That was my main point. I wasn't intending to recommend intro analysis book.
But now that you mentioned it,

for introduction to real analysis, there are even better textbooks out there.
For bare-bones hand-holding stuff, there are "How to Think About Analysis" by
Lara Alcock and "Real Analysis" by Jay Cummings. The former spends a lot of
pages explaining the concepts of convergence and boundlessness and the latter,
in addition to what Alcock does, introduces a bit of topology on the real
line. Speaking of topology necessary for analysis, Rafi Grinberg's "Real
Analysis Lifesaver" kicks ass. It tackles topology and convergence in the
Euclidean Spaces (a leg up on the above-mentioned books). These extremely easy
to read books (read in the given order) would easily prepare a dedicated
student for tacking modern analysis.

If a student wants to see worked out example after worked out example (in
extreme detail), Indian authors have you covered. Such STEM books seem to be a
tradition there.

My favorite elementary analysis books by an Indian author are "Real Analysis"
and "Sequences and Infinite Series" by N.P. Bali (No idea what the initials
stand for; all I know is this author is Indian).

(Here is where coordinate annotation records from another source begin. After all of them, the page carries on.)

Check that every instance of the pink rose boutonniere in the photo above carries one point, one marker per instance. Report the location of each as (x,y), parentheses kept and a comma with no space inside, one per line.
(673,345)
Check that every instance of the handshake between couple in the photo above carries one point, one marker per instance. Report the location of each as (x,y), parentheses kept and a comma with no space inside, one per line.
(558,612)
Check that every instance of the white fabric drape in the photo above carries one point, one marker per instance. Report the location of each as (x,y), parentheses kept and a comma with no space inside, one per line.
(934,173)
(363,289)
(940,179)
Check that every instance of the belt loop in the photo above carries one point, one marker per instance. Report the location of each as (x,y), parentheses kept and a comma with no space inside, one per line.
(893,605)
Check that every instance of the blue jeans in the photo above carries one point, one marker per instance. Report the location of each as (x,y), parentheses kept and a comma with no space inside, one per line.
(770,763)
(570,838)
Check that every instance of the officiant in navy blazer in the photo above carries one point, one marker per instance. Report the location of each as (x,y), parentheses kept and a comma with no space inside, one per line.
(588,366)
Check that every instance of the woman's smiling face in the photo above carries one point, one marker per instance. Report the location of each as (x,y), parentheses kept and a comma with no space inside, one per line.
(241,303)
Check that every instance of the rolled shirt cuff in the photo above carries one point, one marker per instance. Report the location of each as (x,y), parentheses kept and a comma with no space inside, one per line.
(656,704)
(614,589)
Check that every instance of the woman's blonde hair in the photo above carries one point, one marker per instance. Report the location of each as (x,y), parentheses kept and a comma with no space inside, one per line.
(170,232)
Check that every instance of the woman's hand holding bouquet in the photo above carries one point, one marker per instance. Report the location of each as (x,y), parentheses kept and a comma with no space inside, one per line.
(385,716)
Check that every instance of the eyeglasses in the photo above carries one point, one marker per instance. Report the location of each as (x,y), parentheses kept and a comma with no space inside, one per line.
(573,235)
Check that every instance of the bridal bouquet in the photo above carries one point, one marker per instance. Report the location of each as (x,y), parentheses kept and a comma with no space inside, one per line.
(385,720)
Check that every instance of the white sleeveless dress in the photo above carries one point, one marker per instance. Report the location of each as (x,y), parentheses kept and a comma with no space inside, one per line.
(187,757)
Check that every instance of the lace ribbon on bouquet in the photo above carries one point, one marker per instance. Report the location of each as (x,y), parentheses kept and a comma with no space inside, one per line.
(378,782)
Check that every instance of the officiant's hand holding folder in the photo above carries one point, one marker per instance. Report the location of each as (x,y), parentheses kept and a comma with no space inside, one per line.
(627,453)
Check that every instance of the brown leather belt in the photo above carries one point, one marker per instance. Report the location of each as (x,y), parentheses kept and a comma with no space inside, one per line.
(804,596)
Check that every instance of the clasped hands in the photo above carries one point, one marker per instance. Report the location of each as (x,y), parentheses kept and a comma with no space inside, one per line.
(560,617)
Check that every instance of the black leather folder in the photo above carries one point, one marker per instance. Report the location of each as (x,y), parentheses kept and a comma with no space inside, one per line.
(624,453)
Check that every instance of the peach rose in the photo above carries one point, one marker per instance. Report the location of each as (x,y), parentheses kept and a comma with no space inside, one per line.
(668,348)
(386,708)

A book that serves up elementary analysis in bite sized portions and gives you
only what's unavoidable (not simply necessary) is "Intro to Analysis" by
Mikusinskis. It has no fat and no excess whatsoever. It aims to save you time
as much as possible and wherever possible. Such style is usually reserved for
grad level books.

Out of the three books you recommend, the ones by Tao and Pugh require an
instructor nearby. If I recall correctly, Tao starts out by carefully laying
down the basics of naturals in a way that's sure to leave most any math novice
(especially those interested in analysis) bored and lost in the weeds. Pugh,
on the other hand, is roughly at the level of, say, baby Rudin (if a bit less
formal and austere) which makes it a VERY tall order for a beginner. At this
point, the student might as well read Axler's book as it has more material, is
more advanced and Axler is a phenomenal writer.

If a student is taught to fear and avoid anything that is "outside the scope
of this class", "graduate level" etc, there's "Lebesgue Integral" by Johnston
and "Friendly Approach to Functional Analysis" by Sasane. An average high
school student can read these books :)

I own all these books.

------
zcdziura
Wow, it's a fun surprise to see Dana Ernst featured on Hacker News! Before he
moved to Arizona, he was a mathematics professor at Plymouth State University.
I had him as a Discrete Mathematics teacher, and he was awesome!

------
Koshkin
e-Books, to be exact. Some of us strongly prefer to work with paper books.
Borrowing those for free from a library is not always an option, so one ends
up buying them at whatever price point and the physical state they are
available in. Other considerations: it is still often true that you get what
you pay for; also, you spend so much time and effort seriously working through
a math book that whatever money you paid for it looks like something that does
not matter at all.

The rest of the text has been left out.